The Thorn Bug grinned. ‘I love ’em. They work basically on the same principle as this toy of yours, only instead of air pressure they use a firepowder charge to send a bolt as long as your finger through steel plate. Bang! Noisy as all get out, and they jam often as not, and firepowder’s just asking for trouble. I heard that if the nailbow gets too hot, then it just blows itself apart and takes matey the operator with it. So you were thinking of using your bottled air to send a crossbow bolt?’
‘A smaller missile would be better, though. I see what you mean.’
‘Right, tell you another thing.’ Scuto’s grin broadened. ‘Last year this fellow Balkus came to me, kind of an off-and-on friend. Ant renegade from Sarn. He’s a nailbowman. Used to be in their army squad down there until he went rogue. He wanted me to make the thing more reliable. What I did is, I lengthened the barrel that the bolts come out of, and I machined a groove down it, in a spiral. Still jams like a bastard, but when it fires he can get half again as far, without much worry of missing. You reckon this business of yours here would benefit from the same deal?’

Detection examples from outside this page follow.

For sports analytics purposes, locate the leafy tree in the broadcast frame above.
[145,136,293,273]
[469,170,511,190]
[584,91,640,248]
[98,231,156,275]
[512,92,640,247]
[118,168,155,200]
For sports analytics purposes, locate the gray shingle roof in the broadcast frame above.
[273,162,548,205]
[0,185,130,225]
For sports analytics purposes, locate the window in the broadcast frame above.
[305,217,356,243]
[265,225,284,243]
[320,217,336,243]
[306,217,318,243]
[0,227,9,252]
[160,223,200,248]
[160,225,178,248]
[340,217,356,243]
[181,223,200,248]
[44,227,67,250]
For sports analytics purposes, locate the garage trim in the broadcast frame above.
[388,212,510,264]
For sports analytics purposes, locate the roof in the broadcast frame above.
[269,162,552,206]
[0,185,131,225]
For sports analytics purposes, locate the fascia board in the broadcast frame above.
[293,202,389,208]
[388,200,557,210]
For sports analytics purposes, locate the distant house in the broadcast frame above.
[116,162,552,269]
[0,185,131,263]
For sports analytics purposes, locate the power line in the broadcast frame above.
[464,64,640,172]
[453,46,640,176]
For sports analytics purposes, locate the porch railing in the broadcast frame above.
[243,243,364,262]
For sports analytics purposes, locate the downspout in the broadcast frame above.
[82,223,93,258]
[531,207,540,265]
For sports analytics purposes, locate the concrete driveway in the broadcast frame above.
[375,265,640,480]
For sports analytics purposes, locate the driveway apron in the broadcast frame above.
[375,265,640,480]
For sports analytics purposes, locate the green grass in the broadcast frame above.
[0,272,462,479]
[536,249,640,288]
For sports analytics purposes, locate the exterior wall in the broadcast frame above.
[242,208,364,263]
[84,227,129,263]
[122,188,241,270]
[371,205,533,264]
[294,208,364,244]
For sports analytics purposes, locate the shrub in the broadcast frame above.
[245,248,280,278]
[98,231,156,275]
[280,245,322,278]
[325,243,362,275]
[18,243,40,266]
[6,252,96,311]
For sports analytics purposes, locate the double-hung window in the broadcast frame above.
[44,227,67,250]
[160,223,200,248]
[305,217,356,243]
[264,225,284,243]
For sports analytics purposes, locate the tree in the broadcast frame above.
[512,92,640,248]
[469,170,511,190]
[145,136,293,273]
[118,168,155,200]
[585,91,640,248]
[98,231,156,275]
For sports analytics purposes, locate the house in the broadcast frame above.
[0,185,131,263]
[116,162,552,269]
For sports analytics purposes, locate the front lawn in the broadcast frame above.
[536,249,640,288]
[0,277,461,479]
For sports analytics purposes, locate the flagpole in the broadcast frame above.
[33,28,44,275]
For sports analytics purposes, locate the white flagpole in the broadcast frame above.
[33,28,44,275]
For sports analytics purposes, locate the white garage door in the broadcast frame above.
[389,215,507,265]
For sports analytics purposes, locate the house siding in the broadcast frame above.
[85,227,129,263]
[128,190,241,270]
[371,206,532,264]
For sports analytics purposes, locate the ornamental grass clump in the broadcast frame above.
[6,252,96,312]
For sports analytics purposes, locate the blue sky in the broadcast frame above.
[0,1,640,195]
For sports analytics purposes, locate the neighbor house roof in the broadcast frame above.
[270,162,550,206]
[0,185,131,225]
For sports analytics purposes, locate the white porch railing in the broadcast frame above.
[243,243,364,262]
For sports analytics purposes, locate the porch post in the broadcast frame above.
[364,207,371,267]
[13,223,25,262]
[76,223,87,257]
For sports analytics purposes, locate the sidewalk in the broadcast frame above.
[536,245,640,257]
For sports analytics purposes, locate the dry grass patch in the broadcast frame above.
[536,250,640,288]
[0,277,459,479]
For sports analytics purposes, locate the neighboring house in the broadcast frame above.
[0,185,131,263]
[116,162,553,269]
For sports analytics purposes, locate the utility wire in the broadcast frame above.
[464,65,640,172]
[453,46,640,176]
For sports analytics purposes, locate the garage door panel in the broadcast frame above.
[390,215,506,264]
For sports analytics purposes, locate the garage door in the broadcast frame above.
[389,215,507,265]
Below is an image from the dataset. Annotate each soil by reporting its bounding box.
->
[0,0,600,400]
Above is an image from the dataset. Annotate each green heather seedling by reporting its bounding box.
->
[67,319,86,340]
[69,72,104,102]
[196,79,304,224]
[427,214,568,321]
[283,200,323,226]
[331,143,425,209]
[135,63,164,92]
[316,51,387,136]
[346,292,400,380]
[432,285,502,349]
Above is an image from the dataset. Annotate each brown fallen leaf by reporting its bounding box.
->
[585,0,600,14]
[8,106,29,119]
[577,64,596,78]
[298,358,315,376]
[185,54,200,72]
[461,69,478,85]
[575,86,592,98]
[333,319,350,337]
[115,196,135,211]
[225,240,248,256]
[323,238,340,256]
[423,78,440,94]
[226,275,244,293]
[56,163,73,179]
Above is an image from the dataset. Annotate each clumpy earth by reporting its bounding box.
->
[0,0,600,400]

Totho turned the idea over in his mind. He could see the reasoning behind it falling into place, and felt strangely excited by it. Nobody at the College had ever taken his ideas seriously. ‘I do,’ he said. ‘I absolutely do.’
‘Well, then, while Scuto’s little army is out tracking your friends down, why don’t you and I have a little brainstorming session and see if we can’t make this thing a reality?’
The Halfway House had been quick to accept her. She had been surprised, as she had expected reprisals for the man she killed. There was no comeback, though, even from his countrymen. The moment he had hit the ground he was nothing.
She could easily have forgotten him herself. In the round of greetings, introductions, boasts and invitations that followed, nobody seemed to recall that her new place at the table was still warm from another’s body. Sinon Halfway kept no empty seats. There were always hopefuls, coming off the street, wanting to sit at his table.
Later, he gave her two gold rings and a clasp in the shape of a centipede eating its own tail. ‘You should have these,’ he said laconically.